動かない日銀、動いた財務省

政府は為替介入を実施した模様

藤代 宏一

  • 4月29日に政府(財務省)・日銀は為替介入に踏み切ったとみられる。神田財務官は、「過度の変動が投機によって発生すると国民生活に悪影響を与えるので、しっかりと対応しなきゃいけない」、「情報公開に努めている。5月末にしっかり発表をさせていただく」として「為替介入の有無について申し上げることはない。ノーコメント」として明言を避けたが、29日の急速な円高は為替介入らしい動きであった。神田財務官が記者団に対して見せた「微笑み」は実に意味深であり、そこから察するに覆面介入の可能性が高いと判断される。こうした感想を抱いたのは筆者だけではあるまい。(※文章の複雑さを回避する観点から以下では為替介入があったこととして取り扱う)

  • 政府が為替介入を決断した背景として大きかったのは、何と言っても円安の速度であろう。5の倍数の通過時間は150円(2/13)から155円(4/24)までが2ヶ月超であったのに対して、155円から160円は事実上3営業日であった。

  • ここで改めて4月26日以降の動きを整理すると、円安に拍車がかかったのは日銀の金融政策決定で(一部に意識されていた)長期国債の買入れ方針変更について明示的変更がなかったことであった。長期国債の買入れ減額、つまりQTを通じて為替市場に働きかける可能性も取り沙汰されてはいたが、結果は「2024年3月の金融政策決定会合において決定された方針に沿って実施する」との方針が維持され、日銀の姿勢に変化なしとの見方が広がった。その後の植田総裁の記者会見では、記者からの質問が為替に集中した。立場上、為替に対する直接的言及を避けなくてはならない植田総裁の回答は「一般論」にならざるを得ないのだが、為替市場では「(為替対策としての)金融引き締めなし」との受け止めから更に円安が進行する事態となった。その後、金曜夜から月曜の午前にかけては、タカ派的な結果が予想されるFOMCを先取りする動きと相まって一段と(ドル高主導で)円安が進行した。
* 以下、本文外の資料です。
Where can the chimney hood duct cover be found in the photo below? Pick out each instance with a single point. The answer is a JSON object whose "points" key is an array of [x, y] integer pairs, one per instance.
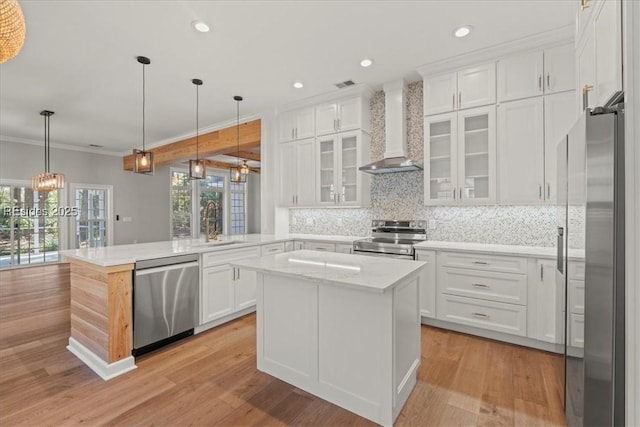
{"points": [[395, 155]]}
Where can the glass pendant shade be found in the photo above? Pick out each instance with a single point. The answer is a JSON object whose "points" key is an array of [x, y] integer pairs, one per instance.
{"points": [[197, 169], [47, 181], [143, 162]]}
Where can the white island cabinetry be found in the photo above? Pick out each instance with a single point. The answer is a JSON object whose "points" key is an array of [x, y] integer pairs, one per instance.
{"points": [[355, 340]]}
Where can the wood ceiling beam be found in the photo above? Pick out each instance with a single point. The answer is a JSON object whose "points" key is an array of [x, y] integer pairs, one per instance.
{"points": [[214, 143]]}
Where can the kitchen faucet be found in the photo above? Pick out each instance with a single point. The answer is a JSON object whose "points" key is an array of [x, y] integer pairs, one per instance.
{"points": [[209, 235]]}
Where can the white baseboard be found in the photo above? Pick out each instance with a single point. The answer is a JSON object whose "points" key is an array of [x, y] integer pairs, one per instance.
{"points": [[105, 370]]}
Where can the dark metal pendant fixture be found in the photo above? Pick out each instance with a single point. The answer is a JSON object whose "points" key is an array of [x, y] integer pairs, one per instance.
{"points": [[143, 160], [239, 172], [197, 168], [47, 181]]}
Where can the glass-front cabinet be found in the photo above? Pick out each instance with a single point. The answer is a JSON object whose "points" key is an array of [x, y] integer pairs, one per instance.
{"points": [[338, 158], [460, 156]]}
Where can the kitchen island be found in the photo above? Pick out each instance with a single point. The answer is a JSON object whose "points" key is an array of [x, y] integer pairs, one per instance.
{"points": [[345, 328]]}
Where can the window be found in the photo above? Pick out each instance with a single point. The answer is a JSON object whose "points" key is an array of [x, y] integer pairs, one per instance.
{"points": [[238, 222], [93, 220], [189, 201], [29, 225], [181, 189]]}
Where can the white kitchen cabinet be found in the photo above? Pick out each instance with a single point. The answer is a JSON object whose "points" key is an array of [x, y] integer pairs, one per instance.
{"points": [[338, 158], [297, 124], [225, 290], [341, 116], [427, 283], [545, 311], [297, 173], [521, 151], [536, 73], [559, 116], [460, 157], [467, 88]]}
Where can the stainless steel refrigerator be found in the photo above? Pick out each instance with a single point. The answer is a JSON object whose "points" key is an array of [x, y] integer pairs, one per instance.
{"points": [[591, 215]]}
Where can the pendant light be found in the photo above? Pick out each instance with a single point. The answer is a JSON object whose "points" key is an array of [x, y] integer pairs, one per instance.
{"points": [[47, 181], [197, 168], [143, 160], [239, 172]]}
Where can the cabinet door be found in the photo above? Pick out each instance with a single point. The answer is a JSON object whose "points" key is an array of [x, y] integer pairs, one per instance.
{"points": [[428, 283], [520, 76], [245, 288], [477, 86], [608, 51], [559, 116], [545, 310], [305, 172], [305, 123], [586, 72], [348, 171], [217, 292], [476, 155], [440, 143], [326, 119], [349, 115], [287, 126], [559, 69], [288, 173], [521, 151], [440, 94], [326, 166]]}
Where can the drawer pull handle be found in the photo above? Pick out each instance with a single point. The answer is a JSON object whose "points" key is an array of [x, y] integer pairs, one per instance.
{"points": [[481, 315], [480, 285]]}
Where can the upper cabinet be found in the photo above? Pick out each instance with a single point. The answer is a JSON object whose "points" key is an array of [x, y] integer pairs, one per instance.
{"points": [[341, 116], [460, 157], [297, 124], [598, 52], [536, 73], [467, 88]]}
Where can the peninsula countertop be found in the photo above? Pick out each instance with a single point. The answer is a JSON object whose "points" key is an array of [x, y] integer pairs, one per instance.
{"points": [[374, 274]]}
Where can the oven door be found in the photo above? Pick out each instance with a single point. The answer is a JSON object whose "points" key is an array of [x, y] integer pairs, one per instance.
{"points": [[382, 254]]}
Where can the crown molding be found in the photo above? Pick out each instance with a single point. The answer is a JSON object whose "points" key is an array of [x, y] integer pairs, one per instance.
{"points": [[557, 37]]}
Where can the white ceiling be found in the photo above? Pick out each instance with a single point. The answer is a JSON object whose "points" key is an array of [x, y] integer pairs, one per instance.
{"points": [[79, 58]]}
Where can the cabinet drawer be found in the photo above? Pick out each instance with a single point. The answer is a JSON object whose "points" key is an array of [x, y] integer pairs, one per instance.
{"points": [[504, 264], [576, 270], [496, 316], [272, 248], [487, 285], [222, 257], [576, 330], [318, 246], [576, 296]]}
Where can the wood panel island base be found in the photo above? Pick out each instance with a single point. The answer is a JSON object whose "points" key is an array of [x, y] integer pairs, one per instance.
{"points": [[345, 328]]}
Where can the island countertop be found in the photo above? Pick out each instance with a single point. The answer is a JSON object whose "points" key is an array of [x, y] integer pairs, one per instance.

  • 為替の先行きについて、円安圧力が再燃する場合、今回介入が実施された160円付近では上値が重くなるだろう。もっとも、円安がゆっくりと進むならば、政府が再び為替介入を仕掛けてくる可能性は低いと思われ、更なる円安も十分に考えられる。ここで2022年9月の為替介入を振り返ると、最初の介入があったのは145円付近(介入額は約2.8兆円)であった。介入直後にUSD/JPYは140円付近まで下落したが、その後もFedの利上げ観測などからドルが全面高となる中で(最初の介入があった)145円を通過すると、150円付近まで円安が進行した。結局、財務省はUSD/JPYの150円到達をみて約5.6兆円の巨額介入に踏み切った訳だが、介入ラインは145円から150円へと後退していた。こうした経緯に鑑みると、次の介入は160円超となるのではないか。

  • なお、円安が日銀を利上げに動かすとの見方に筆者は否定的。特に現在のようにドルが全面高の状況では、日銀が採り得る「僅かな利上げ」が日米金利差に直接働きかける効果は限定的で、焼け石に水に近いものがある。日銀が為替を意識して金融引き締めに転じるとしたら、FEDの利下げ観測が復活するなどしてドル高基調がドル安基調に転じる時ではないだろうか。多くの市場参加者がドル安を意識し易い地合いの方が、日銀の利上げが為替市場で材料視される可能性は高まる。